さらに50代以降は、白内障など水晶体側の問題が入ってきて、治療の軸そのものが変わることがあります。
だから私は、年齢ごとの“結論”を持ちつつも、最後は検査結果と生活の希望で決めるのが一番だと思っています。
年齢別に、ざっくり結論
- 18〜20歳:できる場合もあるけど、度数安定が最優先。手続き面(同意)も確認
- 20代・30代:条件がそろえば満足しやすい時期。ドライアイや強度近視は要チェック
- 40代:老眼前提。モノビジョンや遠近のバランス設計を含めて検討
- 50代・60代:まず白内障の有無。必要なら白内障手術中心にプランを組む
決める前の最短ルート
①適応検査で角膜・度数・眼底を確認 → ②老眼(手元の見え方)の優先順位を整理 → ③候補(レーシック/ICL/SMILE/オルソ/白内障手術)を比較
相談するときに聞いてほしい質問
受け身で説明を聞くだけだと、あとから「聞けばよかった」が出やすいです。
なので私は、最低限この3つは聞いてほしいと思っています。
一つ目は「あなたの検査結果で、レーシック以外の選択肢も含めた第一候補は何か」です。

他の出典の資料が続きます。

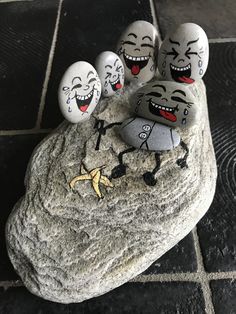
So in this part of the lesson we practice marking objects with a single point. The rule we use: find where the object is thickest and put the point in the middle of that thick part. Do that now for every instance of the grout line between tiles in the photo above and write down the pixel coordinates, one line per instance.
(222, 40)
(24, 132)
(202, 275)
(165, 277)
(49, 68)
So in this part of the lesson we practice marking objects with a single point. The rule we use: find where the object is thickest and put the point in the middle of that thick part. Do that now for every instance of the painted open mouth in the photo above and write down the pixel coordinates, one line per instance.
(163, 111)
(115, 85)
(83, 102)
(181, 74)
(135, 64)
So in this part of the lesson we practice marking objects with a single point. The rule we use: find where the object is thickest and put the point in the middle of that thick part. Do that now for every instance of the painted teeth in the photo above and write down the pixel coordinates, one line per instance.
(161, 108)
(115, 82)
(84, 97)
(136, 58)
(180, 68)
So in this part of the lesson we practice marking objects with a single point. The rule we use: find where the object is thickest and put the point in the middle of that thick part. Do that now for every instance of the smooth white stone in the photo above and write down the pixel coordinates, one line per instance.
(79, 92)
(184, 54)
(137, 49)
(111, 73)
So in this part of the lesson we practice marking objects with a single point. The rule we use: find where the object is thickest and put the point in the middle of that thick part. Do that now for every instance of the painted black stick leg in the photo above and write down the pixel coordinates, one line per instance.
(182, 162)
(149, 177)
(120, 170)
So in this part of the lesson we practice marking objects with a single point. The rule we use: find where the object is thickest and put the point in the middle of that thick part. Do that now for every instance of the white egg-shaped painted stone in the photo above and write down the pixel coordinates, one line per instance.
(111, 72)
(79, 92)
(166, 102)
(137, 48)
(149, 135)
(184, 54)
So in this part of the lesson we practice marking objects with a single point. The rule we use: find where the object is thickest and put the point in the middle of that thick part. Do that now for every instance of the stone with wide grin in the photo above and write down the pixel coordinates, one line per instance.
(115, 85)
(162, 111)
(135, 63)
(83, 102)
(181, 74)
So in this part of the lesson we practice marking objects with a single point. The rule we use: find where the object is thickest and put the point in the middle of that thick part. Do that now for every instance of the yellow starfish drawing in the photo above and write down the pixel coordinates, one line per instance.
(96, 177)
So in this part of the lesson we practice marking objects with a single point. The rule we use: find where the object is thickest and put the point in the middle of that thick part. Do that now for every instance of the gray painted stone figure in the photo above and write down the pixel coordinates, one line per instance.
(184, 54)
(166, 102)
(79, 92)
(146, 134)
(68, 245)
(111, 72)
(137, 49)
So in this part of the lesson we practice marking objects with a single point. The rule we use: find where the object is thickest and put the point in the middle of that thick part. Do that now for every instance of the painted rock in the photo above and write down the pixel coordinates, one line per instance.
(166, 102)
(79, 92)
(149, 135)
(184, 54)
(111, 72)
(137, 49)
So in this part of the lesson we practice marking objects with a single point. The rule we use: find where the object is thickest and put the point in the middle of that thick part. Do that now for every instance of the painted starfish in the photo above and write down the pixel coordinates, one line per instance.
(96, 179)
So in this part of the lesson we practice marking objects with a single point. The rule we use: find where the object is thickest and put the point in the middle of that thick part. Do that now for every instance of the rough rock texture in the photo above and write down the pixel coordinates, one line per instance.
(67, 244)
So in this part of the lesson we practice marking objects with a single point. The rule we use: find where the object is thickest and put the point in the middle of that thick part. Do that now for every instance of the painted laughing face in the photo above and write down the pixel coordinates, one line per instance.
(79, 92)
(137, 49)
(184, 54)
(166, 102)
(111, 72)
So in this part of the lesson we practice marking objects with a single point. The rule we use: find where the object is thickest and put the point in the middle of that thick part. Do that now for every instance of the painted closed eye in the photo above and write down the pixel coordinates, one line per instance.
(173, 53)
(179, 99)
(128, 42)
(188, 53)
(156, 94)
(76, 86)
(91, 80)
(108, 75)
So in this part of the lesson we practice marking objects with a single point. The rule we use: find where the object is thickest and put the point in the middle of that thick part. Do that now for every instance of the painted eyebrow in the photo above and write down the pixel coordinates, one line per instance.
(76, 78)
(174, 42)
(90, 72)
(192, 41)
(157, 85)
(179, 91)
(147, 37)
(132, 34)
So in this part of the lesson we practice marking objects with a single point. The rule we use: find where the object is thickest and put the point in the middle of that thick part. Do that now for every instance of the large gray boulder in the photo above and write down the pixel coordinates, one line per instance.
(69, 245)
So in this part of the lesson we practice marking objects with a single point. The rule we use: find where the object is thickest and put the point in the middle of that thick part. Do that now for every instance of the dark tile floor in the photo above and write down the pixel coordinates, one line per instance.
(87, 27)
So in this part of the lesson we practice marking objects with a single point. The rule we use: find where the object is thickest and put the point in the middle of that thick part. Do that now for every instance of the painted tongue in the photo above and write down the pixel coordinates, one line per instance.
(168, 115)
(135, 69)
(118, 86)
(83, 108)
(185, 79)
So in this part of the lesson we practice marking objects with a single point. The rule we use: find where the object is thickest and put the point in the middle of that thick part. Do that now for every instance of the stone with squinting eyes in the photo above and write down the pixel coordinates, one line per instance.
(169, 103)
(184, 54)
(149, 135)
(111, 72)
(137, 49)
(79, 92)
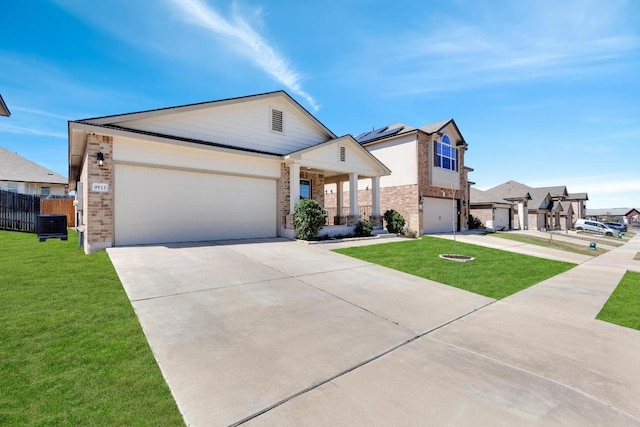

二つ目は「術後に困りやすいことがあるとしたら、それは何で、どれくらいの頻度か」です。
三つ目は「将来の老眼や白内障を踏まえると、どんな設計が無理がないか」です。
この3つがクリアになると、判断がかなりラクになります。
最後に大事なお願い
視力回復手術はメリットが大きい一方で、合併症リスクがゼロではありません。
ここに書いた内容は一般論で、あなたの目に当てはまるかどうかは検査しないと分かりません。
最終的な判断は眼科専門医に相談し、各医療機関の公式サイトの説明も必ず確認した上で決めてください。